While comparisons of the Russo-Georgian War to imperial Russian endeavors of old are a dime-a-dozen, few have pointed out one important respect in which today's conflict does represent a rebirth of the old-school empire: In invading South Ossetia and Georgia, Russia has called-up scores of Cossack military volunteers, drawn from the same population that once produced the legendary horseback warriors responsible for defending imperial Russia's southern borders and infamous for raiding Jewish shtetls.

The Cossacks, a Russian subpopulation group originally composed of runaway serfs, have inhabited Russia's southern regions in largely autonomous, self-governing communities since the 14th century. Co-opted into the Russian empire in the 18th century, the Cossacks made their name in Russia's many imperial wars (including those of the 20th century) as fierce and disciplined warriors--as Pushkin said of them, the Cossacks were "always on horseback, always ready to fight, always on the alert." After a period of brutal suppression under Soviet rule, the Cossacks have seen somewhat of a renaissance under Putin, called-up to form anti-terrorism defense units and to secure Russia's restive southern provinces from Islamist and separatist violence.
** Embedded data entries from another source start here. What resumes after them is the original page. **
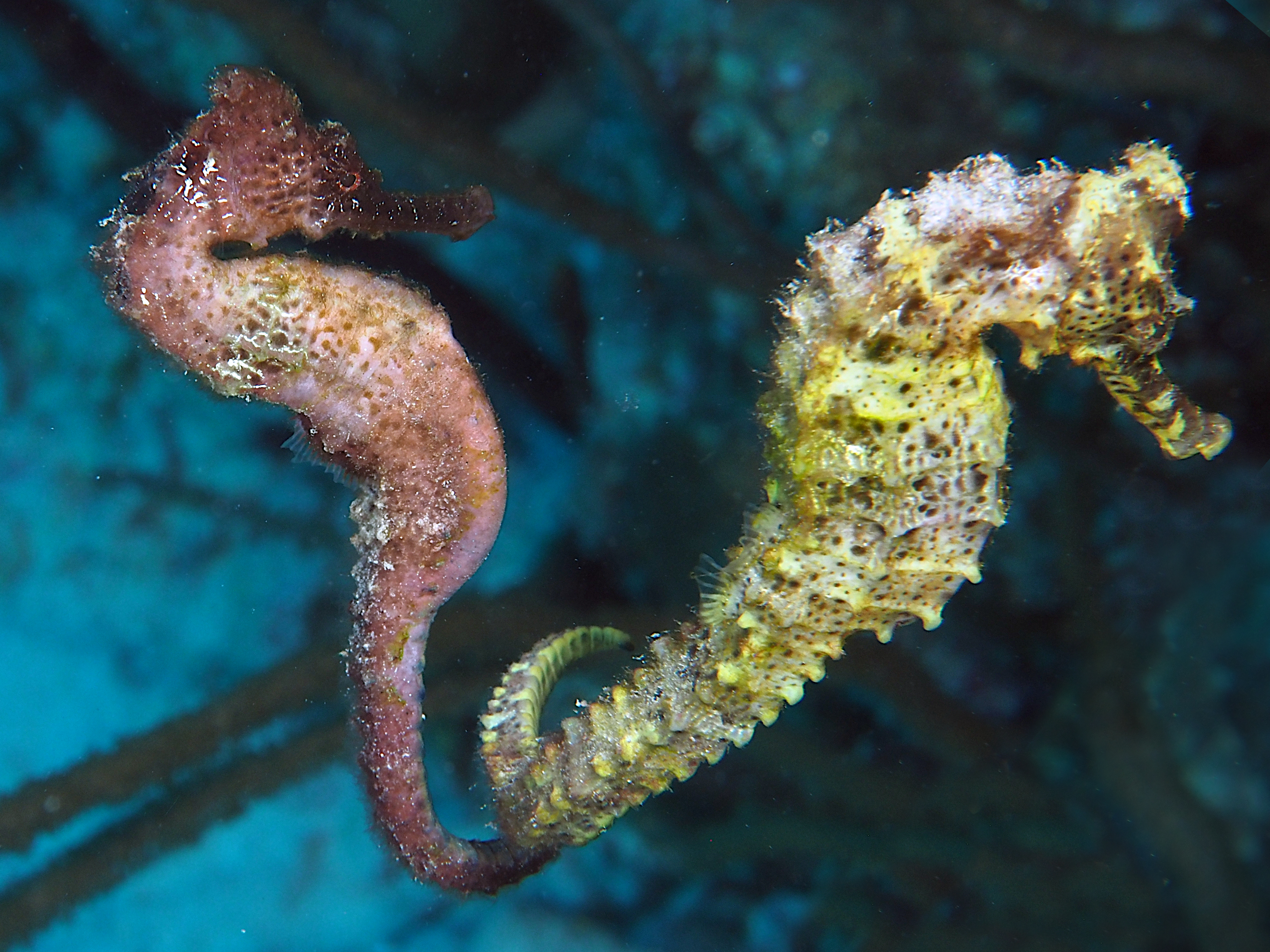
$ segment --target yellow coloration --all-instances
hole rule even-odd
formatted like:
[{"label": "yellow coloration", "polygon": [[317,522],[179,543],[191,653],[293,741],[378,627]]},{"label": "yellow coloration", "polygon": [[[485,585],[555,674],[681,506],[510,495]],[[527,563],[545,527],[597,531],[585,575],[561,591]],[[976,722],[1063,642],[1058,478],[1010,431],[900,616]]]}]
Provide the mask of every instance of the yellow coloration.
[{"label": "yellow coloration", "polygon": [[[643,666],[559,734],[527,735],[508,698],[514,683],[521,710],[538,710],[556,641],[577,636],[513,665],[483,735],[504,835],[585,842],[772,725],[851,632],[889,641],[898,625],[940,625],[1005,520],[1010,404],[982,341],[992,325],[1019,335],[1030,367],[1092,364],[1170,456],[1220,452],[1229,424],[1156,357],[1190,306],[1167,259],[1187,215],[1176,162],[1148,143],[1110,173],[969,159],[813,235],[759,406],[767,503],[704,586],[698,622],[653,638]],[[550,678],[526,674],[538,670]]]}]

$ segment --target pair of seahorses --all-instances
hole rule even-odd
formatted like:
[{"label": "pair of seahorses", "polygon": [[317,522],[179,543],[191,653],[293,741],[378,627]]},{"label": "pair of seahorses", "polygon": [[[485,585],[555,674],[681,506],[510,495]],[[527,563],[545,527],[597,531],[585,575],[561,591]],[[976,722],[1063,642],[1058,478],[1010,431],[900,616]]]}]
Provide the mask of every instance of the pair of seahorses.
[{"label": "pair of seahorses", "polygon": [[110,302],[160,348],[218,392],[291,407],[311,452],[359,486],[348,668],[375,812],[419,878],[491,892],[744,745],[847,635],[933,628],[979,580],[1005,519],[1010,423],[992,325],[1019,335],[1029,367],[1091,364],[1168,456],[1222,452],[1229,423],[1157,359],[1191,306],[1168,255],[1187,216],[1177,164],[1148,143],[1106,173],[969,159],[812,235],[759,405],[766,503],[697,619],[654,636],[559,731],[540,736],[538,715],[561,669],[625,635],[574,628],[512,665],[483,717],[493,840],[437,820],[419,722],[428,627],[503,515],[494,411],[425,292],[267,250],[338,228],[466,237],[493,218],[489,193],[386,193],[343,127],[310,126],[277,79],[229,69],[212,108],[133,174],[95,258]]}]

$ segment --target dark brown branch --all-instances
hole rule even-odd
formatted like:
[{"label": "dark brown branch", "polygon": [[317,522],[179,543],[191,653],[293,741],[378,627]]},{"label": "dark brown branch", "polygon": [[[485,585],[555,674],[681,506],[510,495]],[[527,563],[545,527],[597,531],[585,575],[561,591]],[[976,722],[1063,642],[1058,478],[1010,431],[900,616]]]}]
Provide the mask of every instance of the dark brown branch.
[{"label": "dark brown branch", "polygon": [[1011,0],[935,0],[919,9],[932,34],[984,50],[1054,89],[1175,99],[1236,122],[1270,124],[1270,47],[1259,51],[1167,33],[1116,34]]},{"label": "dark brown branch", "polygon": [[164,853],[197,842],[208,826],[237,816],[251,801],[330,763],[347,741],[343,716],[326,720],[287,744],[234,760],[75,847],[0,894],[0,948],[29,939]]},{"label": "dark brown branch", "polygon": [[559,13],[584,38],[606,63],[611,63],[622,77],[640,109],[662,133],[681,174],[690,185],[690,198],[698,206],[732,244],[740,242],[749,254],[779,256],[787,251],[772,237],[754,226],[737,204],[719,187],[714,171],[693,149],[683,119],[676,114],[667,95],[658,86],[652,71],[631,50],[625,37],[592,0],[541,0]]},{"label": "dark brown branch", "polygon": [[168,145],[188,116],[137,83],[57,0],[0,0],[0,17],[18,27],[44,63],[50,83],[83,96],[140,152]]},{"label": "dark brown branch", "polygon": [[[216,754],[225,744],[310,703],[339,699],[338,649],[321,642],[243,682],[207,707],[128,737],[52,777],[0,798],[0,850],[24,850],[37,834],[84,810],[122,803]],[[0,922],[4,915],[0,914]]]}]

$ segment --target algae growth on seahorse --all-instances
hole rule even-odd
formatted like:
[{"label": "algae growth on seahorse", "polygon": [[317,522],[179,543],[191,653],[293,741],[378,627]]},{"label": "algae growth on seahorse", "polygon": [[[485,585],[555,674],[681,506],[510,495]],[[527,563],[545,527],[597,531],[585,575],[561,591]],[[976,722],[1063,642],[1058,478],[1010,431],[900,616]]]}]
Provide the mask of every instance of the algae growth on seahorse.
[{"label": "algae growth on seahorse", "polygon": [[[225,70],[212,108],[150,166],[97,249],[112,303],[227,395],[284,404],[319,461],[359,487],[349,674],[376,817],[425,881],[495,891],[585,842],[729,744],[744,745],[824,675],[842,640],[940,622],[1005,519],[1010,405],[983,344],[997,324],[1035,367],[1091,364],[1172,457],[1215,456],[1227,420],[1200,411],[1157,359],[1190,302],[1168,240],[1189,211],[1167,151],[1019,174],[993,155],[884,195],[859,223],[808,240],[784,294],[767,500],[697,618],[559,731],[546,696],[570,660],[626,637],[541,641],[494,691],[481,751],[500,835],[437,819],[419,732],[437,608],[475,571],[503,513],[504,461],[480,381],[425,292],[268,242],[439,231],[493,217],[480,188],[385,192],[342,127],[310,126],[273,76]],[[231,254],[249,250],[249,254]]]}]

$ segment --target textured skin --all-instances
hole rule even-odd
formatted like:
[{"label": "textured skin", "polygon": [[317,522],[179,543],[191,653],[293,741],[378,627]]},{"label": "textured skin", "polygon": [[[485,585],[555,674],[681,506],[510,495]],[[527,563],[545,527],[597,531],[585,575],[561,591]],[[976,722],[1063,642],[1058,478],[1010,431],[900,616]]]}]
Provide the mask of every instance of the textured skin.
[{"label": "textured skin", "polygon": [[1168,261],[1186,217],[1177,165],[1152,143],[1111,173],[969,159],[813,235],[761,406],[768,503],[704,586],[698,623],[655,637],[561,731],[525,735],[544,692],[522,673],[552,641],[513,666],[483,735],[504,835],[583,843],[771,725],[852,631],[940,623],[1005,519],[1010,405],[989,326],[1013,330],[1029,366],[1092,364],[1167,454],[1219,453],[1229,423],[1156,359],[1190,307]]},{"label": "textured skin", "polygon": [[[338,126],[311,127],[272,76],[226,70],[212,109],[136,176],[95,250],[112,302],[222,393],[290,406],[323,462],[361,487],[349,674],[376,816],[419,878],[494,891],[631,806],[744,745],[798,703],[853,631],[933,628],[1005,519],[1010,405],[983,333],[1022,359],[1067,354],[1173,457],[1213,457],[1229,423],[1195,407],[1157,353],[1190,301],[1168,239],[1187,217],[1177,165],[1134,146],[1111,173],[1019,175],[966,160],[859,223],[808,240],[761,405],[767,503],[704,585],[698,621],[561,730],[538,716],[572,660],[612,628],[538,642],[497,688],[483,755],[502,836],[437,821],[419,737],[437,608],[475,571],[503,514],[502,435],[444,314],[357,268],[269,254],[335,228],[465,237],[484,189],[385,193]],[[226,260],[227,248],[265,249]]]},{"label": "textured skin", "polygon": [[305,122],[274,77],[212,83],[212,109],[147,169],[97,249],[112,302],[221,393],[283,404],[312,453],[359,486],[349,674],[376,816],[422,878],[495,889],[550,853],[447,834],[428,800],[422,664],[437,608],[476,570],[505,498],[503,440],[476,372],[428,296],[302,255],[220,246],[335,228],[465,237],[484,189],[385,193],[339,126]]}]

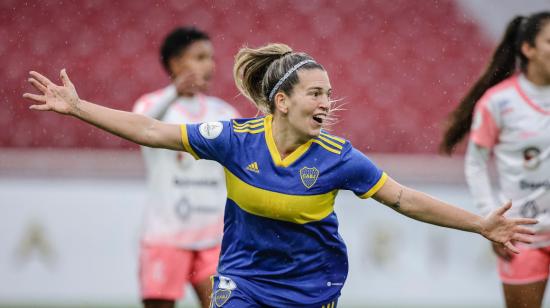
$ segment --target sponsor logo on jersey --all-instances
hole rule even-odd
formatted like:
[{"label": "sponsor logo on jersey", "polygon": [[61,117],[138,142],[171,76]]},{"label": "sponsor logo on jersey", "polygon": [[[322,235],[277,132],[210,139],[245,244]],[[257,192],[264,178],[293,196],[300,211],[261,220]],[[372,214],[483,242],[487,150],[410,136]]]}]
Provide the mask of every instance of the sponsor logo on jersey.
[{"label": "sponsor logo on jersey", "polygon": [[229,277],[220,276],[220,284],[218,285],[218,288],[231,291],[237,288],[237,284]]},{"label": "sponsor logo on jersey", "polygon": [[537,169],[540,165],[540,149],[537,147],[528,147],[523,150],[523,166],[525,169]]},{"label": "sponsor logo on jersey", "polygon": [[249,164],[248,166],[246,166],[246,170],[256,172],[256,173],[260,173],[260,169],[258,168],[258,163],[257,162],[253,162],[253,163]]},{"label": "sponsor logo on jersey", "polygon": [[315,182],[317,182],[318,177],[319,170],[317,170],[317,168],[315,167],[303,167],[302,169],[300,169],[300,179],[302,179],[302,183],[308,189],[311,188],[315,184]]},{"label": "sponsor logo on jersey", "polygon": [[217,290],[214,293],[214,303],[216,306],[221,307],[229,300],[229,297],[231,297],[231,290]]},{"label": "sponsor logo on jersey", "polygon": [[206,122],[199,126],[199,132],[206,139],[217,138],[223,130],[223,124],[221,122]]}]

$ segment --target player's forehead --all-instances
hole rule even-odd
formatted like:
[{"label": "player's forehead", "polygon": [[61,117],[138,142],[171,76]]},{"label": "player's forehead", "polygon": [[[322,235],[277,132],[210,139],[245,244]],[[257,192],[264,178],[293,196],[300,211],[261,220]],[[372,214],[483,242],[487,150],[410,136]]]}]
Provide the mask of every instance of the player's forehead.
[{"label": "player's forehead", "polygon": [[298,83],[294,86],[300,90],[320,89],[330,91],[330,79],[328,73],[320,68],[298,70]]}]

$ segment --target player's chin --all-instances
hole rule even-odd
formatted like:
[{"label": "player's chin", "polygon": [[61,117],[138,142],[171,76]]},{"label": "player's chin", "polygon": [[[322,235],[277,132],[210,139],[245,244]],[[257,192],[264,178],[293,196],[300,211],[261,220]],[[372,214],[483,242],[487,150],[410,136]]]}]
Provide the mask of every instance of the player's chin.
[{"label": "player's chin", "polygon": [[318,126],[316,128],[310,128],[308,132],[308,135],[310,138],[319,137],[320,134],[321,134],[321,126]]}]

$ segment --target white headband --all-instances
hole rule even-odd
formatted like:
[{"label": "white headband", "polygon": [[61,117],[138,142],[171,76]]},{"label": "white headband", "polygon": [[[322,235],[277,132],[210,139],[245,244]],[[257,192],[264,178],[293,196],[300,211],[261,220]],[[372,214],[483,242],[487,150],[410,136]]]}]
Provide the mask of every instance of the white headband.
[{"label": "white headband", "polygon": [[313,61],[311,59],[310,60],[304,60],[304,61],[298,62],[298,64],[294,65],[291,69],[289,69],[288,72],[286,72],[284,74],[284,76],[281,79],[279,79],[279,81],[277,81],[277,83],[275,84],[275,86],[273,87],[271,92],[269,92],[269,101],[273,100],[273,97],[275,96],[275,93],[277,93],[277,91],[279,90],[279,87],[283,84],[283,82],[285,82],[285,80],[288,78],[288,76],[290,76],[290,74],[294,73],[294,71],[296,71],[297,69],[302,67],[302,65],[307,64],[307,63],[315,63],[315,61]]}]

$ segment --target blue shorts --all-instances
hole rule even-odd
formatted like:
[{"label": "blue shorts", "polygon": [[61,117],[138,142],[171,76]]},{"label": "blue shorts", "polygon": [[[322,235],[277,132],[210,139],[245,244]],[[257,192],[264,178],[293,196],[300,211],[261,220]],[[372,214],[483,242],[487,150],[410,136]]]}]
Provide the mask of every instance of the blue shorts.
[{"label": "blue shorts", "polygon": [[[338,296],[325,303],[309,305],[292,305],[299,308],[336,308]],[[212,276],[212,296],[210,308],[265,308],[273,307],[263,303],[261,298],[255,298],[237,287],[237,284],[230,278],[224,276]]]}]

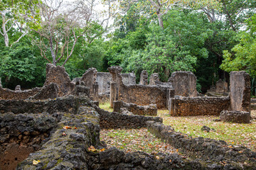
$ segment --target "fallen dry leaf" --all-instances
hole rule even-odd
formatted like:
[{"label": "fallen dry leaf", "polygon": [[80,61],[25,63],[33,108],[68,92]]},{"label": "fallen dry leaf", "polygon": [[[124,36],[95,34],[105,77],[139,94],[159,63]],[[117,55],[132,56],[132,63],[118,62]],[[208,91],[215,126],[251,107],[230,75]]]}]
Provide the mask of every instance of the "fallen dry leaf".
[{"label": "fallen dry leaf", "polygon": [[97,152],[97,149],[93,146],[90,146],[90,147],[88,147],[88,151]]},{"label": "fallen dry leaf", "polygon": [[37,165],[38,163],[40,162],[40,160],[33,160],[33,165]]},{"label": "fallen dry leaf", "polygon": [[63,129],[65,129],[65,130],[72,129],[72,127],[70,127],[70,126],[63,126]]}]

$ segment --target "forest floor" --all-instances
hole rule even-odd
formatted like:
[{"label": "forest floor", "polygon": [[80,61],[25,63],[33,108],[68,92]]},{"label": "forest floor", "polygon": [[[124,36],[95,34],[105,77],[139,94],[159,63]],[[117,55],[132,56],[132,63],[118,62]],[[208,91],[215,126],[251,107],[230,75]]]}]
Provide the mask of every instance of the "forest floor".
[{"label": "forest floor", "polygon": [[[112,111],[110,103],[100,104],[100,107]],[[256,110],[251,111],[255,119],[249,124],[215,122],[218,116],[183,116],[174,117],[168,110],[158,110],[157,116],[163,118],[164,124],[171,125],[177,132],[187,134],[193,137],[203,137],[216,140],[224,140],[228,144],[243,145],[256,151]],[[202,131],[201,128],[213,128],[209,132]],[[178,152],[170,144],[161,141],[151,135],[146,128],[101,130],[100,140],[104,140],[108,147],[116,147],[124,152],[143,151],[154,154],[160,152]]]}]

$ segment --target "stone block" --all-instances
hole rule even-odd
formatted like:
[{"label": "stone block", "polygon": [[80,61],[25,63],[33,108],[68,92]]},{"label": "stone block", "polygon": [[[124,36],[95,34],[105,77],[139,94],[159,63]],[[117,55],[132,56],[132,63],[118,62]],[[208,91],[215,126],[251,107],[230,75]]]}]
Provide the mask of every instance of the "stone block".
[{"label": "stone block", "polygon": [[230,73],[231,110],[250,112],[250,77],[245,72]]},{"label": "stone block", "polygon": [[139,85],[148,84],[148,72],[146,70],[143,70],[140,74]]},{"label": "stone block", "polygon": [[223,110],[220,113],[220,119],[223,122],[250,123],[251,117],[249,112]]}]

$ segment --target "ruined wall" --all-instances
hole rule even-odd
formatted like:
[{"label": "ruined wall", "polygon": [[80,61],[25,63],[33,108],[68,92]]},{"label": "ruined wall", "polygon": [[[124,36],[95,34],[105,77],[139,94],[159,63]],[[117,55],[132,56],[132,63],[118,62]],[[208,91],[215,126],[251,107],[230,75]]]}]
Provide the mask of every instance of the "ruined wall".
[{"label": "ruined wall", "polygon": [[108,72],[97,72],[96,81],[99,84],[100,94],[110,93],[110,82],[112,80],[112,75]]},{"label": "ruined wall", "polygon": [[170,102],[169,113],[173,116],[219,115],[230,105],[229,97],[175,97]]},{"label": "ruined wall", "polygon": [[163,119],[159,117],[129,115],[117,112],[108,112],[100,108],[96,110],[100,115],[100,128],[105,129],[141,128],[146,127],[147,121],[163,122]]},{"label": "ruined wall", "polygon": [[123,85],[119,91],[118,100],[139,106],[156,104],[158,108],[166,108],[166,88]]},{"label": "ruined wall", "polygon": [[[136,76],[134,73],[121,74],[122,81],[126,85],[136,84]],[[112,81],[112,76],[109,72],[97,72],[96,81],[99,84],[100,94],[110,93],[110,82]]]},{"label": "ruined wall", "polygon": [[58,86],[58,96],[69,95],[75,89],[75,84],[71,83],[65,67],[46,64],[46,79],[43,86],[51,83],[55,83]]},{"label": "ruined wall", "polygon": [[79,104],[88,102],[88,98],[78,99],[76,96],[68,96],[54,99],[41,101],[0,100],[0,113],[54,113],[56,112],[75,113]]},{"label": "ruined wall", "polygon": [[143,70],[140,74],[139,85],[147,85],[148,84],[148,73],[146,70]]},{"label": "ruined wall", "polygon": [[190,72],[176,72],[168,80],[175,89],[175,96],[197,96],[196,77]]},{"label": "ruined wall", "polygon": [[231,110],[250,113],[250,77],[245,72],[230,72]]},{"label": "ruined wall", "polygon": [[135,85],[136,76],[134,73],[121,74],[122,80],[125,85]]},{"label": "ruined wall", "polygon": [[40,91],[41,88],[33,88],[24,91],[13,91],[9,89],[4,89],[0,86],[0,99],[11,100],[11,99],[26,99],[30,96],[36,95]]},{"label": "ruined wall", "polygon": [[[208,162],[208,165],[204,164],[198,169],[256,169],[256,152],[245,147],[228,146],[225,141],[201,137],[193,138],[161,123],[147,122],[147,127],[152,134],[191,159]],[[250,164],[244,164],[245,162]]]},{"label": "ruined wall", "polygon": [[0,114],[0,169],[15,169],[57,125],[57,118],[47,113]]},{"label": "ruined wall", "polygon": [[122,108],[124,110],[131,112],[134,115],[156,115],[157,107],[155,104],[150,104],[149,106],[137,106],[134,103],[127,103],[123,101],[114,101],[113,109],[114,112],[122,113]]}]

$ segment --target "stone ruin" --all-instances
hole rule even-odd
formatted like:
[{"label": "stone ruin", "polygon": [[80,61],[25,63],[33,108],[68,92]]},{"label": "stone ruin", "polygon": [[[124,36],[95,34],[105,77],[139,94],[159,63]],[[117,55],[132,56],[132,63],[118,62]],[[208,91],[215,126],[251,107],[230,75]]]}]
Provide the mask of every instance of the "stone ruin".
[{"label": "stone ruin", "polygon": [[124,101],[115,101],[113,102],[113,110],[114,112],[122,114],[157,115],[157,107],[155,104],[137,106],[134,103],[127,103]]},{"label": "stone ruin", "polygon": [[[11,91],[0,87],[0,169],[256,169],[256,153],[247,147],[230,147],[224,141],[193,138],[176,132],[171,126],[164,125],[162,118],[144,116],[142,113],[145,113],[146,106],[136,104],[137,102],[150,105],[154,102],[156,106],[150,106],[150,112],[155,114],[156,107],[166,107],[167,101],[171,109],[173,107],[177,109],[178,106],[179,108],[193,106],[192,108],[198,110],[203,102],[209,100],[209,106],[213,103],[213,107],[223,103],[232,109],[248,111],[250,86],[245,73],[231,73],[234,79],[230,81],[241,82],[230,87],[230,98],[238,98],[232,101],[229,97],[208,98],[212,99],[190,97],[196,93],[193,87],[189,86],[195,84],[189,82],[187,86],[182,86],[187,92],[183,94],[185,96],[174,97],[180,93],[176,89],[178,82],[176,81],[178,73],[175,73],[173,79],[165,84],[125,85],[120,75],[122,68],[112,67],[110,96],[113,98],[114,108],[118,111],[124,108],[139,114],[135,115],[100,109],[96,104],[98,103],[92,101],[95,98],[90,94],[92,86],[84,85],[88,82],[79,79],[71,81],[63,68],[49,68],[54,67],[50,64],[48,67],[48,70],[55,70],[56,74],[47,74],[53,77],[47,77],[48,84],[43,88]],[[88,84],[95,84],[95,72],[92,69],[89,72],[91,74],[87,74],[89,78],[86,81],[92,81]],[[58,74],[63,77],[63,82],[54,78]],[[180,75],[182,79],[195,81],[193,75],[184,76],[183,72]],[[139,93],[137,98],[132,96],[136,93]],[[143,97],[154,101],[140,101]],[[176,98],[182,102],[186,100],[186,103],[174,103]],[[127,103],[126,101],[135,103]],[[100,129],[140,128],[147,128],[156,137],[171,144],[186,157],[171,153],[124,153],[115,147],[100,152],[106,147],[105,142],[100,140]],[[90,151],[88,149],[90,146],[97,150]],[[34,160],[40,162],[33,164]]]},{"label": "stone ruin", "polygon": [[228,96],[229,94],[228,83],[219,79],[216,81],[215,86],[210,86],[210,89],[207,91],[206,95],[208,96]]}]

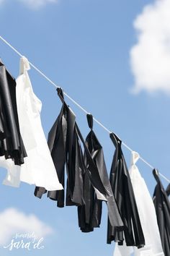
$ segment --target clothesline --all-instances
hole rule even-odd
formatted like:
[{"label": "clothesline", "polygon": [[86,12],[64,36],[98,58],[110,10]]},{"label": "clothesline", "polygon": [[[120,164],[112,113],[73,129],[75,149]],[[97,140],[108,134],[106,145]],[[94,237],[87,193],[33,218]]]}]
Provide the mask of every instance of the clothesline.
[{"label": "clothesline", "polygon": [[[0,35],[0,39],[5,43],[7,46],[9,46],[14,51],[15,51],[20,57],[22,57],[23,55],[21,54],[14,46],[12,46],[9,42],[7,42],[3,37]],[[38,68],[37,68],[33,64],[32,64],[29,61],[30,65],[33,67],[38,73],[40,73],[44,78],[45,78],[50,84],[52,84],[53,86],[55,86],[55,88],[58,88],[59,86],[58,86],[54,82],[53,82],[50,78],[48,78],[42,71],[40,71]],[[70,101],[71,101],[75,105],[76,105],[80,109],[81,109],[84,113],[89,114],[85,108],[84,108],[80,104],[79,104],[76,101],[75,101],[71,96],[69,96],[66,93],[63,92],[64,95],[69,98]],[[93,118],[93,119],[99,125],[101,126],[105,131],[107,131],[108,133],[111,133],[112,132],[109,131],[106,127],[104,127],[100,121],[99,121],[96,118]],[[130,152],[133,152],[133,150],[125,142],[122,142],[122,144]],[[140,156],[140,159],[145,163],[148,166],[149,166],[152,170],[154,169],[154,167],[150,164],[148,161],[146,161],[144,158],[143,158],[141,156]],[[170,183],[170,179],[166,178],[164,174],[158,172],[159,175],[164,178],[166,182]]]}]

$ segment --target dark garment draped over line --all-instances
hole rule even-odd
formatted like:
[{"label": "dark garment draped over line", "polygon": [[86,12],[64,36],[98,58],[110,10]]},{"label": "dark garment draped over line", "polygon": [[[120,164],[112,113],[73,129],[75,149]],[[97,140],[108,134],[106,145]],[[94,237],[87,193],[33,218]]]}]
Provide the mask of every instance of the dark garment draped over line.
[{"label": "dark garment draped over line", "polygon": [[156,208],[157,221],[165,256],[170,255],[170,202],[168,195],[169,186],[165,191],[156,169],[153,171],[157,184],[153,193],[153,203]]},{"label": "dark garment draped over line", "polygon": [[14,163],[24,163],[27,156],[20,135],[16,82],[0,60],[0,155],[12,158]]},{"label": "dark garment draped over line", "polygon": [[[109,195],[112,195],[112,188],[107,171],[102,147],[93,131],[92,115],[87,114],[87,121],[91,131],[87,135],[85,142],[104,187],[109,192]],[[86,166],[88,168],[88,161],[86,158],[86,154],[84,154],[84,161]],[[99,227],[102,217],[102,201],[97,199],[97,193],[95,192],[95,189],[92,186],[86,171],[84,173],[84,190],[85,205],[78,207],[79,225],[83,232],[89,232],[93,231],[94,228]],[[108,207],[108,210],[109,211],[112,211],[115,214],[118,214],[119,216],[120,214],[117,210],[117,206],[115,202],[113,195],[111,196],[111,199],[112,202],[107,202],[107,204],[110,204],[111,206],[111,208]],[[112,213],[109,214],[111,216]],[[115,216],[115,217],[112,216],[112,218],[116,218],[116,216]],[[119,220],[119,222],[120,221],[120,220]]]},{"label": "dark garment draped over line", "polygon": [[115,146],[110,171],[110,183],[125,225],[125,230],[115,232],[108,219],[107,243],[110,244],[115,240],[122,245],[125,236],[128,246],[140,248],[145,244],[145,239],[130,177],[121,148],[122,141],[114,133],[110,134],[110,138]]},{"label": "dark garment draped over line", "polygon": [[[61,111],[48,135],[48,145],[56,168],[59,182],[64,184],[65,165],[67,172],[66,205],[81,206],[86,200],[84,179],[89,178],[95,190],[97,198],[107,202],[108,215],[112,229],[122,230],[123,223],[115,202],[107,175],[99,172],[86,142],[76,122],[76,116],[66,103],[61,88],[58,88],[63,103]],[[84,156],[81,147],[84,148]],[[86,161],[84,161],[84,157]],[[85,163],[86,162],[86,163]],[[41,197],[46,190],[36,187],[35,195]],[[58,202],[58,207],[64,206],[64,189],[49,191],[48,197]]]}]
Returned to their traditional role as Russia's warrior vanguard, the Cossacks have been highly supportive of Putin and of his calls for the reemergence of Russian "greatness." Accordingly, they are now on the front-lines of the push into South Ossetia, fighting--so they claim--to defend their "Ossetian brothers" from the "Georgian fascist attack." What does this all mean for Russia's regional ambitions and neo-imperialist posturing? Well, as Napoleon himself once said, "Give me 20,000 Cossacks and I will conquer the whole of Europe, and even the whole world."